The Human Rights Campaign Foundation has released the results of its 2015 Municipal Equality Index (MEI), a pretty exhaustive ranking of LGBT rights in 408 cities over all 50 states. However, the MEI has a serious flaw — it awards cities full credit for non-discrimination ordinances, even when those ordinances fail to cover trans people. For anyone who knows the HRC though, this shouldn’t come as much of a surprise.

HRC equals sign logo
All cities are not created equal. Neither are all LGBT ordinances.

The MEI’s rankings include 41 categories, ranging from hate crimes reporting to trans-inclusive health insurance for city employees.  The index gave 47 cities in 24 states perfect scores, and — according to the HRC — 32 million people live in cities with fully-inclusive local protections better than those guaranteed on the state level.

Unfortunately, the numbers don’t tell the whole story. In cities like Fort Worth and Plano, Texas, for example, the city got a high score even though its equal rights ordinances don’t include trans protections.

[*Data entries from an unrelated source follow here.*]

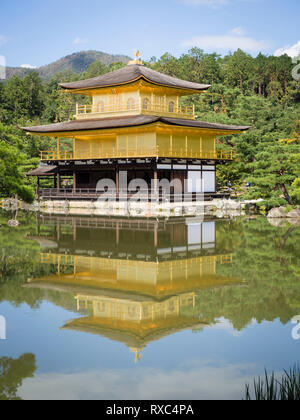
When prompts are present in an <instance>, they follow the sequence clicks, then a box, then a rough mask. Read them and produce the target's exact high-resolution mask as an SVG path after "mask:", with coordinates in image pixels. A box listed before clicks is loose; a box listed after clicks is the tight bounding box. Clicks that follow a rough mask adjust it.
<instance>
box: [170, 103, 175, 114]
mask: <svg viewBox="0 0 300 420" xmlns="http://www.w3.org/2000/svg"><path fill="white" fill-rule="evenodd" d="M174 111H175V102H173V101H171V102H170V103H169V112H174Z"/></svg>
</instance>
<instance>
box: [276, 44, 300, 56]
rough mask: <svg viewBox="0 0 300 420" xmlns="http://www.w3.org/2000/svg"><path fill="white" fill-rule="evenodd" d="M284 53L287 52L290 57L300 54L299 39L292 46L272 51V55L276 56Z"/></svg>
mask: <svg viewBox="0 0 300 420" xmlns="http://www.w3.org/2000/svg"><path fill="white" fill-rule="evenodd" d="M284 54H287V55H289V56H290V57H298V55H300V41H298V42H296V44H294V45H292V46H287V47H284V48H279V49H278V50H276V51H275V52H274V55H276V56H277V57H279V56H281V55H284Z"/></svg>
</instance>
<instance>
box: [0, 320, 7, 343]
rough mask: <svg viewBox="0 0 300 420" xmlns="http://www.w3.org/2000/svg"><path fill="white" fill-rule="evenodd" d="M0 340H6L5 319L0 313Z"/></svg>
mask: <svg viewBox="0 0 300 420" xmlns="http://www.w3.org/2000/svg"><path fill="white" fill-rule="evenodd" d="M0 340H6V319H5V318H4V316H2V315H0Z"/></svg>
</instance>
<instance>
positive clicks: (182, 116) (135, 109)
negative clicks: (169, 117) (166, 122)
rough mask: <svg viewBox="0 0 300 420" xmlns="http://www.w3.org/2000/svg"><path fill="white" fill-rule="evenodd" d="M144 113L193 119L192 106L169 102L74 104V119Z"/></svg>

Plano’s score last year was a low 22; this year it went up to 74, well above the national average of 56, though its non-discrimination ordinances don’t guarantee trans people access to bathrooms and locker rooms and religious, political, non-profit, and educational organizations can all claim an exemption from the burden of treating transgender people like actual humans. Fort Worth scored a 99, losing points for a lack of anti-bullying measures or trans-inclusive health care, but picking up bonus points for providing city services to people with HIV/AIDS.

Cathryn Oakley, MEI author and HRC senior legislative counsel, told the Texas Observer that they will review the criteria before making next year’s index:

“To date, MEI criteria has looked at whether cities have ordinances that ‘include protections in places of public accommodation on the basis of gender identity.’ But frankly that language is too broad to capture important nuances that reflect the work HRC has done on the the political front and demands as best practice.”

Nell Gaither, president of Dallas Trans Pride, believes that the HRC gives higher scores to wealthier communities. “HRC has tended to give wealthier municipalities like Plano higher scores. Why? Gets them more donations. … Who cares about marginalized and low-income persons left out; they don’t donate.”

Dallas and Austin got perfect scores, but the average score for cities in Texas was a lowly 32.

According to the HRC, “progress on transgender equality has been particularly noteworthy in cities across America this year, continuing a positive trend that the MEI has tracked each year. To earn perfect scores, cities must embrace comprehensive transgender-inclusive laws and policies that often go beyond explicit protections offered by their state or the federal government.”

The index was released in conjunction with a brief on actions that cities should take to address anti-transgender violence. It makes sense for the HRC to continue struggling with trans-inclusive policies; perhaps it’s to be expected from an organization with serious diversity issues.